Chippy - Don't lose sleep over it fella - your work is briliant and as has been said, it takes skill to do something like you've done! Well done.  

Mark


----------



## maltrout512 (23 Dec 2008)

Just come onto this one. Well said Woody. If you want to laugh or not have a quick look at pinks profile. Has two occupations. Must be very busy!!!!! :lol: :lol: :lol:


----------



## Karl (23 Dec 2008)

Dan Tovey":2rqmunvy said:


> Karl's quite right.
> 
> Every maker of bespoke furniture and kitchens that I know would love never to have to fit a kitchen again.
> 
> ...



You could always give them my number and i'll do it for them..... :lol: 

Cheers

Karl


----------



## Smudger (23 Dec 2008)

I really like that, it looks different enough to be interesting.

What's the floor? Walnut?


----------



## jhwbigley (23 Dec 2008)

pinkyinboro":3ctir4xd said:


> its NOT hard fitting a kitchen what has been made already
> try making the kitchen from scratch then post some pictures
> nice work with the spirit level and drill NOT



anyone can "plonke" a kitchen in, fitting a kitchen properly is a art.

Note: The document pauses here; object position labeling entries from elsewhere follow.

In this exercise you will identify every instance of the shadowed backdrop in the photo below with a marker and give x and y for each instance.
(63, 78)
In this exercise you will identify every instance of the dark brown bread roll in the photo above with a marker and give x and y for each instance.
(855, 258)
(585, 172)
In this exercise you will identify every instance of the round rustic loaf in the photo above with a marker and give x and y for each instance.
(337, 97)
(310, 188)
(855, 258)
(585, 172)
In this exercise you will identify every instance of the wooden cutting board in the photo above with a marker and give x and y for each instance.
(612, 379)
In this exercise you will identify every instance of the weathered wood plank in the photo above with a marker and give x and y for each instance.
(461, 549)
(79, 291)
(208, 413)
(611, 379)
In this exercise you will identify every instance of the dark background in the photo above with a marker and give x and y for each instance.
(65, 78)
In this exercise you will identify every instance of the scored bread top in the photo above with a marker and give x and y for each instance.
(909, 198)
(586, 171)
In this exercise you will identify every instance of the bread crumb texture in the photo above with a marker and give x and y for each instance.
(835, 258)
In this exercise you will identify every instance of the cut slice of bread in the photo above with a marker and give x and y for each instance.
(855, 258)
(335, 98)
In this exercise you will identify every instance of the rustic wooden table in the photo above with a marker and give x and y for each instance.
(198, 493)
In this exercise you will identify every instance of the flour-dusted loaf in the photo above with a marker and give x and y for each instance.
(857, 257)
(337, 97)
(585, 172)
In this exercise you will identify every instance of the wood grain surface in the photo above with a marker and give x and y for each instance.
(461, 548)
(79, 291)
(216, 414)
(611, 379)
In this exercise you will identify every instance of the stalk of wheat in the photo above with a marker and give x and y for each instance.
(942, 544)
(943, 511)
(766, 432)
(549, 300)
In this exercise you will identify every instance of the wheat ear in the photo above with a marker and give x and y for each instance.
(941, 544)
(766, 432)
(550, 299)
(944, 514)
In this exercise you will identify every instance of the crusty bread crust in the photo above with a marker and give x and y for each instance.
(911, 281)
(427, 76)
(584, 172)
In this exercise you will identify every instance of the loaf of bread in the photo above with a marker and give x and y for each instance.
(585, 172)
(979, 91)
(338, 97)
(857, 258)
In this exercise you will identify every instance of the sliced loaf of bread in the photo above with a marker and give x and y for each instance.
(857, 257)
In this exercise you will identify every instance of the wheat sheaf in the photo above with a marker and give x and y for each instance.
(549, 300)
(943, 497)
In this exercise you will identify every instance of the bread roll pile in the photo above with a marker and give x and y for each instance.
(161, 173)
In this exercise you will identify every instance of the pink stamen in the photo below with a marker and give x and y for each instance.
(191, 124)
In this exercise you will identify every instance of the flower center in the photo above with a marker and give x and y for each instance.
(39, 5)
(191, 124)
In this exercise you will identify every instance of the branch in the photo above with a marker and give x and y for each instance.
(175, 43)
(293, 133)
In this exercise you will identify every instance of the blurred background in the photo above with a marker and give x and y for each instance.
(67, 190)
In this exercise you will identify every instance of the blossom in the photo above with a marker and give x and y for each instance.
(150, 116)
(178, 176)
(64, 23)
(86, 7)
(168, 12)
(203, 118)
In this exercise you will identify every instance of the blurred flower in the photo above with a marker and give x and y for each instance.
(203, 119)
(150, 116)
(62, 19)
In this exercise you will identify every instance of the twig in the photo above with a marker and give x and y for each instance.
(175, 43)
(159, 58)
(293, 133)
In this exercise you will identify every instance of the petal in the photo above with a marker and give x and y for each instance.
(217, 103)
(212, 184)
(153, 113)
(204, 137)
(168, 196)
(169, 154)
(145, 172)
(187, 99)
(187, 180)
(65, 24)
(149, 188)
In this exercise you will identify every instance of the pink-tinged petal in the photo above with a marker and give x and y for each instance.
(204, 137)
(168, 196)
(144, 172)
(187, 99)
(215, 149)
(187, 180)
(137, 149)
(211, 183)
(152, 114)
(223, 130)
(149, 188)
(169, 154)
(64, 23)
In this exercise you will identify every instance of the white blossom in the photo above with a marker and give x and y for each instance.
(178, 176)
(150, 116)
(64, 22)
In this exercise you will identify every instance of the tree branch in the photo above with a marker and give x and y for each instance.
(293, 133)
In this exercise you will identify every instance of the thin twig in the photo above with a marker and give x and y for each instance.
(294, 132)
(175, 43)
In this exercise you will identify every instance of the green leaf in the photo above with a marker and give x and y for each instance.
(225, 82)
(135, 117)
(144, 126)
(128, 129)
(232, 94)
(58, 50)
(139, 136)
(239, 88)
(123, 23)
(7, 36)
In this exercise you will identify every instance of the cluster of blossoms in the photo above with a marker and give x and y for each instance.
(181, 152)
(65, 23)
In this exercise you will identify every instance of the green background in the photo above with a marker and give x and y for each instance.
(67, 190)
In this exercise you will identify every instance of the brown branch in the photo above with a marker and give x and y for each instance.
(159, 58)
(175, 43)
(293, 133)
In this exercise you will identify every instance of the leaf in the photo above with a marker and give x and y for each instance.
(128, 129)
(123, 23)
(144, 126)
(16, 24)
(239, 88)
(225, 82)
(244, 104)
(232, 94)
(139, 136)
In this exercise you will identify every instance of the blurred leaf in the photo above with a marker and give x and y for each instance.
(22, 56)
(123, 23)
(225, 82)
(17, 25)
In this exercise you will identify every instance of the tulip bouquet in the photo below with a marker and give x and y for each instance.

btw no one likes a c**ky pipper [-X be nice or we will send norm after you ! :norm:


----------



## BradNaylor (25 Dec 2008)

karl":3ag4bshe said:


> Dan Tovey":3ag4bshe said:
> 
> 
> > Karl's quite right.
> ...



I think maybe we should have a little chat, Karl.

Cheers
Dan


----------



## jlawrence (16 Feb 2009)

I'm actually interested in this as one of my jobs for this next year is to replace the kitchen (either myself or by getting someone in).

My thoughts:
It must take more skill to fit an off the shelf kitchen into an area well than it would to fit a bespoke kitchen. At least when you've built the cabinets etc to fit a given space there's a chance that they might actually fit in there.
I would imagine that the fitting is much more tedious (and less enjoyable) than the actual building of the units.


----------



## rileytoolworks (16 Feb 2009)

Chippy, I agree with your sentiments about the OM extractor. They're a pain in the buttocks! The stupid hood is near impossible to cut cleanly. I've had to fit five in the last seven months.
Nice looking job. Do you do bespoke stuff too?


----------



## big soft moose (16 Feb 2009)

pinkyinboro":1xvsunv1 said:


> i was only saying fitting cabinets what someone else made and designed
> is not that hard is it



of course its even easier to rip off pictures of someone elses kitchen and pretend that you fitted it - isnt it pinky ??? :roll: 

Chippy - dont listen to this rubbish , fitting a kitchen well, as you clearly can, is an art , regardless of who made the carcases.


----------